Babak Baru: Perpecahan dan Label Sendiri
Perjalanan bisnis Rodgers tak selalu mulus. Pada 2011, ia sempat menyerahkan sebagian besar urusan bisnisnya kepada Evelin Malferrari, yang kemudian mendirikan label Eurobeat baru bernama Sun Fire Records. Namun pada 2019, setelah melalui sengketa hukum panjang dengan Malferrari (dikenal dengan nama panggung Futura Prince), Rodgers mendirikan labelnya sendiri, Dave Rodgers Music, dan mulai memproduksi katalog, video, serta kolaborasi baru. Di era ini, ia kembali aktif bekerja sama dengan artis-artis seperti Kaioh, Annerley, Nuage, Domino, Powerful T, dan banyak lagi.
Kehidupan Pribadi
Rodgers pernah menikah dengan artis Italo disco/Eurobeat Alessandra Mirka Gatti dan memiliki seorang putra bernama Federico. Sang putra, yang dibesarkan oleh Gatti usai perceraian orang tuanya, turut menekuni dunia musik sebagai penyanyi Eurobeat dengan nama panggung Kaioh (sebelumnya dikenal sebagai Freddy Rodgers).
Tetap Aktif Berkarya di 2026
Meski usianya sudah menginjak 60-an, Rodgers masih sangat produktif.
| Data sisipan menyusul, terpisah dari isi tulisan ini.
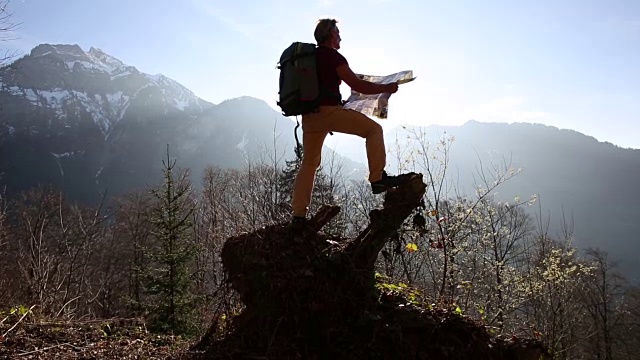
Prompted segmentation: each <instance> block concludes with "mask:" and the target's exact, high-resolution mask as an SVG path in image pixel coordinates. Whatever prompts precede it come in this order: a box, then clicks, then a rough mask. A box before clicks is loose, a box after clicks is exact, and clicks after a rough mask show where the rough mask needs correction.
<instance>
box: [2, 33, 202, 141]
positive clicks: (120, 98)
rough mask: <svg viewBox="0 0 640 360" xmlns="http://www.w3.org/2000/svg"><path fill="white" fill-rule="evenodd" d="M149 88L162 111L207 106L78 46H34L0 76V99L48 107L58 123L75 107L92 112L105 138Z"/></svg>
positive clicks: (88, 111) (5, 69)
mask: <svg viewBox="0 0 640 360" xmlns="http://www.w3.org/2000/svg"><path fill="white" fill-rule="evenodd" d="M153 90H155V91H158V92H159V93H160V94H161V99H160V103H162V105H164V111H165V112H169V111H171V110H172V109H176V110H180V111H188V112H191V113H195V114H198V113H201V112H202V111H203V106H205V107H206V106H207V104H206V103H205V102H203V101H202V100H201V99H199V98H198V97H197V96H196V95H195V94H193V92H191V91H190V90H189V89H187V88H185V87H184V86H182V85H180V84H179V83H177V82H176V81H174V80H172V79H169V78H167V77H166V76H164V75H149V74H145V73H141V72H140V71H138V70H137V69H136V68H135V67H133V66H129V65H126V64H124V63H123V62H122V61H120V60H118V59H116V58H115V57H113V56H111V55H109V54H106V53H105V52H103V51H101V50H100V49H96V48H93V47H92V48H90V49H89V51H88V52H85V51H83V50H82V49H81V48H80V47H79V46H78V45H50V44H43V45H39V46H37V47H35V48H34V49H33V50H32V51H31V53H30V54H29V55H28V56H26V57H23V58H21V59H19V60H18V61H16V62H15V63H13V64H11V65H10V66H8V67H6V68H4V69H3V70H2V72H1V73H0V93H2V95H4V96H3V97H2V99H3V100H5V99H6V96H10V97H13V98H22V99H24V100H25V101H26V102H29V103H30V105H34V106H39V107H41V108H45V109H49V110H50V111H51V112H52V113H53V114H55V115H56V116H57V117H58V118H59V119H64V118H65V117H67V116H68V115H69V111H68V109H69V108H70V107H74V106H75V107H77V108H78V110H79V111H86V112H87V113H89V114H91V115H92V117H93V120H94V122H95V124H96V126H97V127H98V128H99V130H100V131H101V132H102V133H103V134H104V135H105V136H108V134H109V133H110V130H111V129H112V127H113V125H114V124H116V123H118V122H119V121H120V120H122V118H123V117H124V115H125V114H126V111H127V109H128V107H129V106H130V105H131V104H132V103H133V102H135V101H136V100H143V101H144V99H143V98H144V97H147V96H148V94H149V92H150V91H153ZM2 95H0V96H2ZM15 100H16V99H13V101H15ZM3 102H4V101H3ZM21 105H24V102H23V104H21ZM209 105H210V104H209Z"/></svg>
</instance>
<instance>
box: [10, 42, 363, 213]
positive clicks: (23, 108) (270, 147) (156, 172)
mask: <svg viewBox="0 0 640 360" xmlns="http://www.w3.org/2000/svg"><path fill="white" fill-rule="evenodd" d="M294 125H295V124H294V123H293V122H292V121H290V120H289V119H286V118H284V117H283V116H282V115H281V114H279V113H277V112H276V111H274V110H273V109H272V108H271V107H269V106H268V105H267V104H266V103H265V102H264V101H262V100H258V99H255V98H249V97H243V98H238V99H231V100H227V101H224V102H222V103H221V104H218V105H214V104H211V103H209V102H207V101H204V100H202V99H200V98H198V97H197V96H196V95H195V94H194V93H193V92H192V91H190V90H189V89H187V88H186V87H184V86H182V85H181V84H179V83H178V82H177V81H175V80H173V79H170V78H168V77H166V76H164V75H150V74H147V73H144V72H142V71H140V70H138V69H137V68H136V67H134V66H131V65H127V64H125V63H123V62H122V61H120V60H119V59H117V58H115V57H113V56H111V55H109V54H107V53H106V52H104V51H102V50H99V49H96V48H93V47H92V48H90V49H89V50H88V51H84V50H83V49H82V48H80V47H79V46H78V45H51V44H42V45H39V46H37V47H35V48H34V49H33V50H32V51H31V52H30V53H29V54H28V55H26V56H24V57H22V58H20V59H17V60H16V61H14V62H13V63H11V64H9V65H7V66H4V67H2V68H0V186H2V185H6V186H7V187H8V189H9V190H10V191H13V192H14V193H15V192H16V191H19V190H26V189H29V188H30V187H33V186H35V185H38V184H54V185H56V186H60V187H62V188H63V189H64V191H65V192H66V193H67V195H68V196H69V197H70V198H73V199H79V200H84V201H91V200H96V199H98V198H99V191H105V190H108V191H109V193H110V194H112V195H113V194H119V193H123V192H128V191H130V190H133V189H139V190H144V189H145V188H146V186H147V185H148V184H151V183H157V182H158V181H160V179H161V169H162V160H163V159H165V158H166V151H167V145H170V152H171V156H172V157H177V158H178V159H179V164H178V165H179V166H181V167H185V168H189V169H190V170H191V173H192V174H193V180H194V182H196V183H197V182H199V181H200V179H199V176H200V174H201V172H202V170H203V169H204V168H205V167H206V166H209V165H216V166H220V167H241V166H244V165H245V164H246V157H247V156H252V155H255V154H257V153H260V154H265V153H268V154H274V150H273V148H274V145H275V148H276V149H275V151H277V154H278V155H277V156H278V157H282V156H285V157H287V158H291V157H292V156H293V149H294V143H295V140H294V137H293V128H294ZM276 139H277V140H276ZM352 165H355V164H352Z"/></svg>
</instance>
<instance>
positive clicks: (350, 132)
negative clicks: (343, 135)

Pada 19 Februari 2026, ia merilis album vinyl double berjudul “The Space Boy” — album studio ke-12-nya, berisi 19 lagu kompilasi termasuk versi cover dan remaster, dinamai dari single ikoniknya di 1998. Edisi terbatas ini hadir dengan desain vinyl merah-hitam bergaya splatter, mengumpulkan hit-hit terbaiknya yang berkaitan dengan dunia Initial D dalam kualitas remaster.
Ia juga terus aktif berkolaborasi dengan musisi lain — salah satu rilisan terbarunya adalah “SUZUJUN – LONELY feat. Kosho” yang keluar pada 17 Juli 2026. Katalognya di platform streaming pun terus diperbarui hingga pertengahan 2026, menunjukkan ia masih rutin merilis materi baru sekaligus meremaster ulang lagu-lagu klasiknya.
Perjalanan panjang inilah yang akhirnya membawanya tampil langsung di panggung AFA Next Stage, AFA ID 2026, pada 15 Agustus 2026 di ICE BSD City — memperkenalkan warisan musik Eurobeat legendarisnya kepada penggemar Initial D dan J-pop di Indonesia.